- Born: 1958 (age 67–68) Reidsville, North Carolina, U.S.
- Education: UNC Chapel Hill Harvard University (MPP)
- Occupations: writer, podcaster
- Known for: Sleeping With Patty Hearst
- Spouse: Bill Gowan
- Children: 1

= Mary Lambeth Moore =

American writer

Mary Lambeth Moore (born 1958) is an American novelist and podcaster. In 2010, she wrote the book Sleeping With Patty Hearst. In 2024, she founded the podcast Recovering Debs.

== Early life and education ==
Moore was born in 1958 in Reidsville, North Carolina. She grew up in Reidsville and was raised Methodist. In 1977, she was presented to society as a debutante at the North Carolina Debutante Ball.

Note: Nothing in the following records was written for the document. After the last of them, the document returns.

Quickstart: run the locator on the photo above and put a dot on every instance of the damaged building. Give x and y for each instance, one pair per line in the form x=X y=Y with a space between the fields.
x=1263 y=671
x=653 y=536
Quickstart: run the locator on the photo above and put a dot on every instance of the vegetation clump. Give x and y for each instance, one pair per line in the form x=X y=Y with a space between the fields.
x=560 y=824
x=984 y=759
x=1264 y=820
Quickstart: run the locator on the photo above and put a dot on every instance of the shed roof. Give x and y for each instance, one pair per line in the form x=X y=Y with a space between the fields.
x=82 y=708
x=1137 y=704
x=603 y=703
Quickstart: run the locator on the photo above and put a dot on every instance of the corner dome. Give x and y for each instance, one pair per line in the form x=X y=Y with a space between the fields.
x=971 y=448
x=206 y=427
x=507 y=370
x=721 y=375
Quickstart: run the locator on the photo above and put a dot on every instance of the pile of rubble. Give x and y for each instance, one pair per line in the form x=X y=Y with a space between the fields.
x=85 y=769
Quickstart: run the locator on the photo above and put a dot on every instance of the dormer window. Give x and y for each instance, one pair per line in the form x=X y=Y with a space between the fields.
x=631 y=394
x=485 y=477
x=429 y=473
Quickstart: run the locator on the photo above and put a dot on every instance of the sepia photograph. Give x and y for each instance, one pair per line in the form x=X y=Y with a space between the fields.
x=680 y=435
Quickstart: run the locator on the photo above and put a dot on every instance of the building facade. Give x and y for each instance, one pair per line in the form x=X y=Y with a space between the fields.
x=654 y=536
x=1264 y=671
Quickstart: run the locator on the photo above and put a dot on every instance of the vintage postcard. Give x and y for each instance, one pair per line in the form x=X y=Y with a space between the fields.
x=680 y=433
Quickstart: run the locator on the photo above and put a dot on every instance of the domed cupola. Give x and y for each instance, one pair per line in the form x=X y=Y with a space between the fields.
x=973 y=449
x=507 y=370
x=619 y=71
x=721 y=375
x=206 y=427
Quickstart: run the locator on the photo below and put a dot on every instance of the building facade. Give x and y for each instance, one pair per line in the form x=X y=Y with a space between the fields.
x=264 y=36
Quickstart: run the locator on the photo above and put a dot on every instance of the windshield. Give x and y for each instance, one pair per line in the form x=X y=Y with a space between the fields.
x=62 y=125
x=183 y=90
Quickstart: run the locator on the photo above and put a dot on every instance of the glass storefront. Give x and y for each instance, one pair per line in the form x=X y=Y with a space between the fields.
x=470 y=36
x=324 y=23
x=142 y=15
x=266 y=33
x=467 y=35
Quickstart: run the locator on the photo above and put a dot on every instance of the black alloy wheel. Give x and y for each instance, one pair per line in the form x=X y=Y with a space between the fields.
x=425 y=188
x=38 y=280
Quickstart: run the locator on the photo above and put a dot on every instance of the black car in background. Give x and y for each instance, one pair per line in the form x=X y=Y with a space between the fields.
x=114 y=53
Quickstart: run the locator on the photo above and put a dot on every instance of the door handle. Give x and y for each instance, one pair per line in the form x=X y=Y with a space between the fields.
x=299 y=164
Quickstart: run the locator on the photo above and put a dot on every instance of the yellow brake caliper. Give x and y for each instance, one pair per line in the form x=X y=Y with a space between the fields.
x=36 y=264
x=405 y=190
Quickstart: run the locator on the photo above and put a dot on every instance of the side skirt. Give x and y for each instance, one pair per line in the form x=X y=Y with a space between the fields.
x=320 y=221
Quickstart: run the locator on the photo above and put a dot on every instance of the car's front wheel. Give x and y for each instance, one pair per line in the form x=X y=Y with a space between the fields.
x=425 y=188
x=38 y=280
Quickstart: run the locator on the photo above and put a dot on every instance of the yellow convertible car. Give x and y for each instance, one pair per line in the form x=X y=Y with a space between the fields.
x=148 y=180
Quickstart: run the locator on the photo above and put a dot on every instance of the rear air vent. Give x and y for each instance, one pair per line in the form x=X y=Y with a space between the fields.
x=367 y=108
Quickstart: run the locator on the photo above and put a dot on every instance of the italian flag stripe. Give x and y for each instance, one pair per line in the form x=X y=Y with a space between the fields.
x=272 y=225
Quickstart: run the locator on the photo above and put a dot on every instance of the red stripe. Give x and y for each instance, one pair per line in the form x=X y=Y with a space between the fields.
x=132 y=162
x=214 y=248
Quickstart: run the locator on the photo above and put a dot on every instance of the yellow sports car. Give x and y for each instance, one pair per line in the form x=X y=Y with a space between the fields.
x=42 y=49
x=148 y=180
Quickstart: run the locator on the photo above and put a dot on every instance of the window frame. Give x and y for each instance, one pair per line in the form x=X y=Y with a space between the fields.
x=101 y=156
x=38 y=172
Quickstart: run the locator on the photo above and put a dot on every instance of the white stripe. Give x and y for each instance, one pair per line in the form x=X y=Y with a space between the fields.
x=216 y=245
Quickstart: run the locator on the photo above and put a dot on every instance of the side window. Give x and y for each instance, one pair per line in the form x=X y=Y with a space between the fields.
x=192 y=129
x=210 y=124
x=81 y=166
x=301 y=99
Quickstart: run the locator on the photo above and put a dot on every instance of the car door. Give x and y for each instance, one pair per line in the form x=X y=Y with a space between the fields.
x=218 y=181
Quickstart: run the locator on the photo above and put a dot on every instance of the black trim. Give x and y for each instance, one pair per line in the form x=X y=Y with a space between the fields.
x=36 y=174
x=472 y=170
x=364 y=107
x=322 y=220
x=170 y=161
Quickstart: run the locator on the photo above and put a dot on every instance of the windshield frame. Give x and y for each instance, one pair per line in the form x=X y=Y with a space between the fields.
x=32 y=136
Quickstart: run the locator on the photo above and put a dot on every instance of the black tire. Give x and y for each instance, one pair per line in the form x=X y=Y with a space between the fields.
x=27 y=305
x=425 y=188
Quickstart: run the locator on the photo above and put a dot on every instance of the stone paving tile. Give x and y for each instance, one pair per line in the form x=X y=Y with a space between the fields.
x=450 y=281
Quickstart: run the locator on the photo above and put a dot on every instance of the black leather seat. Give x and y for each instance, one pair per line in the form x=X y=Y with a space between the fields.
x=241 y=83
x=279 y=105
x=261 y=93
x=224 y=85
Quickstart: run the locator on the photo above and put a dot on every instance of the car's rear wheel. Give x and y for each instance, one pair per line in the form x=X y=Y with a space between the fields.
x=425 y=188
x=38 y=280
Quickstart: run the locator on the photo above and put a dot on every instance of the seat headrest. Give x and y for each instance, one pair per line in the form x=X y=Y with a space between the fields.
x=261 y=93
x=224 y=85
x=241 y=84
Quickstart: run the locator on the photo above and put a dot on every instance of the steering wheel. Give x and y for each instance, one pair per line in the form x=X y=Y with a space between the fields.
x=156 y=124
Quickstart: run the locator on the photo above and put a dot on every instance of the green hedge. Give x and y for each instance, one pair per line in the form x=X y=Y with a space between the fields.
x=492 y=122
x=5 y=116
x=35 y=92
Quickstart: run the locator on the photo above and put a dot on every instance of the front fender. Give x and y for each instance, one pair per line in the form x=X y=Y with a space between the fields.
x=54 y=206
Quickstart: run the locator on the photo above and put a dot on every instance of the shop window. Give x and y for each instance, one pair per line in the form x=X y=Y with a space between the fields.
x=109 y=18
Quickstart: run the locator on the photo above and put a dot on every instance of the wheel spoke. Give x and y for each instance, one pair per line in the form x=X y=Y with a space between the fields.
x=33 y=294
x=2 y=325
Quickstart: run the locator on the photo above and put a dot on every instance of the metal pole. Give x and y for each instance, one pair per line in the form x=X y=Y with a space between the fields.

She graduated from the University of North Carolina at Chapel Hill, where she was a member of Phi Beta Kappa, in 1980. Moore earned a master's degree in public policy from Harvard Kennedy School.

== Career ==
Moore works as a senior writer for the Center for Community Self-Help in Durham, North Carolina. She previously worked as the fiction editor for Carolina Wren Press. She has written short stories for Broad River Review.

She authored the book Sleeping with Patty Hearst in 2010.

In July 2024, Moore created the podcast Recovering Debs, interviewing other debutantes from North Carolina about their experiences and exploring the economic, social, and racial historic ties to debutante balls in the Southern United States.

== Personal life ==
Moore is married to Bill Gowan and has a son, Max Gowan. She lives in Raleigh, North Carolina.

She is Baptist and a member of Pullen Memorial Baptist Church. She was baptized on March 31, 2024.